I took the train later that night, again in a kupe compartment. There was only one other guy, probably in his 50s, in my compartment
Since the price of admission to the Kizhi Museum-Reserve for a foreigner was more than 5 times the price for a Russian (95 v. 500 rubles, or $3.50 v. $19), I decided to try my luck as a Russian. I almost inaudibly muttered "One" under my breath as I handed the cashier a 100 ruble bill and it worked out! The place itself is pretty amazing, especially the first complex of two churches (Transfiguration Church and Church of the Intercession) and a belltower. It's really amazing that these two churches were constructed without using a single nail. I'll post some pictures along with this entry (the only problem was the weather -- no sun all day). Some of the old wooden buildings were actually built on Kizhi (like the two churches mentioned above) while others were transported there from around the region. In one of the other smaller churches, a guy was giving a concert every once in a while playing the church bells. Again, this whole thing was somewhat similar to what I saw at Taltsy and also outside of Ulan-Ude
After walking around for a couple of hours, I still had some time left, so I left the southern part of the island where most of the tourists stay and walked up a bit to the middle, where there is a village called Yamka. It seemed to be a mix of an actual village where people live along with some other old wooden buildings transported from other places in the region. I saw a lady washing her dishes, etc. in the lake (which definitely is not nearly as clear as Baikal). Oh, there are also supposedly poisonous snakes on the island, which they warn you about after you buy your ticket, but luckily I didn't run into any.

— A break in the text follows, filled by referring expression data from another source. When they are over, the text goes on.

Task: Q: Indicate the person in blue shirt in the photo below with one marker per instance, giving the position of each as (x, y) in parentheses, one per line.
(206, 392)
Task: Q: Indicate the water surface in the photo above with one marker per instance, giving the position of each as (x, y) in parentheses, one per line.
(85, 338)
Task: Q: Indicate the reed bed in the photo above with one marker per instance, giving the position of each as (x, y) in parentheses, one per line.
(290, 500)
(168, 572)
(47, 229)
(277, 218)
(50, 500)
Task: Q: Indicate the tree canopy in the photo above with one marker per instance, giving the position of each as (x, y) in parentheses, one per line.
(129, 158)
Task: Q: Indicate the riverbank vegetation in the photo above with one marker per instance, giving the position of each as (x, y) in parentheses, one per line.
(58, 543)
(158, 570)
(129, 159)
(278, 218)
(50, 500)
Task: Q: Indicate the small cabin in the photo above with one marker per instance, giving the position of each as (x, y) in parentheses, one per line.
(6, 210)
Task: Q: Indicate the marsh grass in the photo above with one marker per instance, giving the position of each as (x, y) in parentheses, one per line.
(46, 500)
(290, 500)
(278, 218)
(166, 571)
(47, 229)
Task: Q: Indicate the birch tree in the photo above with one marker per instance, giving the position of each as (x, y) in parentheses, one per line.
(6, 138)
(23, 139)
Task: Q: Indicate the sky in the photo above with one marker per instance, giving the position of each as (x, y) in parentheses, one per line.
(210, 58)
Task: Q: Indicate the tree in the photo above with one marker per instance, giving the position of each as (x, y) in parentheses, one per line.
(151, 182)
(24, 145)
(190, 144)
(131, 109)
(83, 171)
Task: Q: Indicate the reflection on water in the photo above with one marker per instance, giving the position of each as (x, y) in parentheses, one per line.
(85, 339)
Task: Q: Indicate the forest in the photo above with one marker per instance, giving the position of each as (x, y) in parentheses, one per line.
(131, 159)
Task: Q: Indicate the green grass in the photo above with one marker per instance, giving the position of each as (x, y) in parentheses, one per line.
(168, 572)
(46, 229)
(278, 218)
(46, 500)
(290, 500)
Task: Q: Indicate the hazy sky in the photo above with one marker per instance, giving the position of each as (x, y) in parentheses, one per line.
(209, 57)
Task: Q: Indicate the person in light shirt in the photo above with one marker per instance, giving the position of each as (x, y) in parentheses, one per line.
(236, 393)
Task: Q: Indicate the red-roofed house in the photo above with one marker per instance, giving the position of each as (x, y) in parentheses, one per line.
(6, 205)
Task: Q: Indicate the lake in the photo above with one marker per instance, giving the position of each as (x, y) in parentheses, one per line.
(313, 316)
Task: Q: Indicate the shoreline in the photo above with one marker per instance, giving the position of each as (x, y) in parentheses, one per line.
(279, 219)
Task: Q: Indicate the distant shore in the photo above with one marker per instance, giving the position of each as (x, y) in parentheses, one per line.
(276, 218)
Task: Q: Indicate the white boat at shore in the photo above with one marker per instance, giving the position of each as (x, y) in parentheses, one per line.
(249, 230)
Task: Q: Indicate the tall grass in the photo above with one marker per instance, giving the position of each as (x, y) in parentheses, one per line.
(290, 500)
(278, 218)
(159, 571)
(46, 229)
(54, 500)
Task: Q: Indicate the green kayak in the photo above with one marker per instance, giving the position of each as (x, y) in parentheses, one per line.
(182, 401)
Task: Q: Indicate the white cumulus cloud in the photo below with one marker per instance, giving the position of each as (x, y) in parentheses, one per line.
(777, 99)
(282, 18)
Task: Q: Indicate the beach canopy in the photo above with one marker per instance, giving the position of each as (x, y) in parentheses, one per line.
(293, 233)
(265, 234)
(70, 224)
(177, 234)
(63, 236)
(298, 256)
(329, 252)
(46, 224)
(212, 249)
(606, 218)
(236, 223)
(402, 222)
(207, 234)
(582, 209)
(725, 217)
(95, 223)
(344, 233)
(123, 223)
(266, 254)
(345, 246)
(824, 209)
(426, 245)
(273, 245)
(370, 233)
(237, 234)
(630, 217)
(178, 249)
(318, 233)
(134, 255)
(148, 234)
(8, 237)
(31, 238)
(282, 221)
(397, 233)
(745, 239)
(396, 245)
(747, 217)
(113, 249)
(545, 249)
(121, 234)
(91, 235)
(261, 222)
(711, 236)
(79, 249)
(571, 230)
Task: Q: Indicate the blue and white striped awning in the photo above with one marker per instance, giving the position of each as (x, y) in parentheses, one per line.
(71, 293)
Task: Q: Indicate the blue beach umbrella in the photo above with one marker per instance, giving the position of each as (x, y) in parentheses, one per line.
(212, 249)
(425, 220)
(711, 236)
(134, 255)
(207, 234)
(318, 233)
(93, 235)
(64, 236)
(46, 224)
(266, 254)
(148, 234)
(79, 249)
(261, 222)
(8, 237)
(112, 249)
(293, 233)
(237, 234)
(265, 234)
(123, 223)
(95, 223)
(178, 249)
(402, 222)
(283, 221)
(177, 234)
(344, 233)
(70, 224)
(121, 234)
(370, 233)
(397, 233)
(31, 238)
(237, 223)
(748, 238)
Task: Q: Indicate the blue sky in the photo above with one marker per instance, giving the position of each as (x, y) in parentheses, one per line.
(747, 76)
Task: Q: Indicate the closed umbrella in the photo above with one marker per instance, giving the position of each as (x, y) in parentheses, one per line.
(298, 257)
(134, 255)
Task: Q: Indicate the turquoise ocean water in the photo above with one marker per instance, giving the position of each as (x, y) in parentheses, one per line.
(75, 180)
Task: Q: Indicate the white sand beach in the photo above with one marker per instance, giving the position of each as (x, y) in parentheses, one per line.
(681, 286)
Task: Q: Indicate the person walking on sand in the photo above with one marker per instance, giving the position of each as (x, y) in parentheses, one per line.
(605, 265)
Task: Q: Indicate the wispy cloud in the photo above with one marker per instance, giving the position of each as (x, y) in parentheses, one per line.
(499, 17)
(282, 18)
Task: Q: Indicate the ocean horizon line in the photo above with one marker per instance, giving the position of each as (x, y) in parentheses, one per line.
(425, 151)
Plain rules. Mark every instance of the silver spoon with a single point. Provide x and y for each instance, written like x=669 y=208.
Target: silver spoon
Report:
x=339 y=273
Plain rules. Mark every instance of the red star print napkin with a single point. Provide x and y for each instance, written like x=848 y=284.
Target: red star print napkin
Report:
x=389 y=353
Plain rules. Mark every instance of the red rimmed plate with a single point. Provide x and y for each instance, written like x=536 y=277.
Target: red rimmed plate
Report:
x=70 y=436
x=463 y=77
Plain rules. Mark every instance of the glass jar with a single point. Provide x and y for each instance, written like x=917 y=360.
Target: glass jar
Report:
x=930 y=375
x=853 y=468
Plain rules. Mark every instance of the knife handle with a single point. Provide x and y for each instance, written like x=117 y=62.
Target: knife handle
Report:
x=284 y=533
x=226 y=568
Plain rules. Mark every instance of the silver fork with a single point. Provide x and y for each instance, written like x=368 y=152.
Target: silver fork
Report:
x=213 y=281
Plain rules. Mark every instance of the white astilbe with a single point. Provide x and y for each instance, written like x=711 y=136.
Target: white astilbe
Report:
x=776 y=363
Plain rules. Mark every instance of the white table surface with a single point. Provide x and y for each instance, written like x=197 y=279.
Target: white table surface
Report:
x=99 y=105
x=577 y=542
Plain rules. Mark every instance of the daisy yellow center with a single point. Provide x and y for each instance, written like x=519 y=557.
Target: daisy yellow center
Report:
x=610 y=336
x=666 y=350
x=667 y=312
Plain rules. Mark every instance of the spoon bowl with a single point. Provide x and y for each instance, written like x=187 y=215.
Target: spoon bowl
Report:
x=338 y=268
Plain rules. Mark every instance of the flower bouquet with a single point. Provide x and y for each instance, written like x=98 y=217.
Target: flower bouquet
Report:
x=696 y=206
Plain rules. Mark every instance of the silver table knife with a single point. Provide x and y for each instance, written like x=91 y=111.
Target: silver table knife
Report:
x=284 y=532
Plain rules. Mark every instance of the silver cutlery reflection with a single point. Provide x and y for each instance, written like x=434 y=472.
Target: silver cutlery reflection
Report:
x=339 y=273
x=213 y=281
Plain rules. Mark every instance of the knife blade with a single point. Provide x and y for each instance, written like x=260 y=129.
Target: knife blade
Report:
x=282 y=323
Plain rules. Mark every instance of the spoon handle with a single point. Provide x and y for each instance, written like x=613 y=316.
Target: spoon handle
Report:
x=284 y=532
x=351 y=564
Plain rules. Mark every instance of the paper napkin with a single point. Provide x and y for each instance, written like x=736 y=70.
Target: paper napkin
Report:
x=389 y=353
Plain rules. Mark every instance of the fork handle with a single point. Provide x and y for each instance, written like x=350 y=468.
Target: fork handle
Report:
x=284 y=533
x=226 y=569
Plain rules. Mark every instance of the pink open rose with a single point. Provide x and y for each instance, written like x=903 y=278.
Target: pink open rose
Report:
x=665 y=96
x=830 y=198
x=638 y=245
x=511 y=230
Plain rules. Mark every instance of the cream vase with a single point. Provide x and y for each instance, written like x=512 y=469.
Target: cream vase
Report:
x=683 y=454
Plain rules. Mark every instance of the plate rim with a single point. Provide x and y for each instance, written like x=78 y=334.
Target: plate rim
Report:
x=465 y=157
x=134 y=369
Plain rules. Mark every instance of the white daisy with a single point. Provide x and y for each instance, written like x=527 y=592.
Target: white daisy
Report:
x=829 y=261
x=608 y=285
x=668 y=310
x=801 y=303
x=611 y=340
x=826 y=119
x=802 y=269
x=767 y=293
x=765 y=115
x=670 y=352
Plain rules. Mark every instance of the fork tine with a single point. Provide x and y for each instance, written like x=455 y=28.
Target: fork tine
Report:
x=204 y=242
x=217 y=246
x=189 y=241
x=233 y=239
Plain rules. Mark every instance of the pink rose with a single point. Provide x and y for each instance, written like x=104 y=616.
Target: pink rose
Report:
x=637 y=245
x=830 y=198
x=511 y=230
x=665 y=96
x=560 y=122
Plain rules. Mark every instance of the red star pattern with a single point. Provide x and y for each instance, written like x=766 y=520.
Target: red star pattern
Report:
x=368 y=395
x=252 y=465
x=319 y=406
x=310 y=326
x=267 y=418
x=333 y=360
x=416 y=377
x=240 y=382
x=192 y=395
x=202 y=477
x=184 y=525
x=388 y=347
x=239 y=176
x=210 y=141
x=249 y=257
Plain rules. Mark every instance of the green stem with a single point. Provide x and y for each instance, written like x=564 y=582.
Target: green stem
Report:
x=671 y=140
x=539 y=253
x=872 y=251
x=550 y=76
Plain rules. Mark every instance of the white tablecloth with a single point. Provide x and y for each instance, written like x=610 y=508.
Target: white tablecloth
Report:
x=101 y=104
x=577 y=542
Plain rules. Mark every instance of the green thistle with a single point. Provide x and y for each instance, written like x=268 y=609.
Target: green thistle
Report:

After taking the ferry back, I got some lunch and walked around for a bit. Petrozavodsk is OK, nothing too special, but there is a nice waterfront area along the lake. The weather wasn't great either, as it was drizzling for a while. So here I am in an internet cafe, my train doesn't leave until 11pm tonight and I get back to St. Pete before 8am tomorrow. I can't believe that I fly home in a week, the time has gone by so quickly!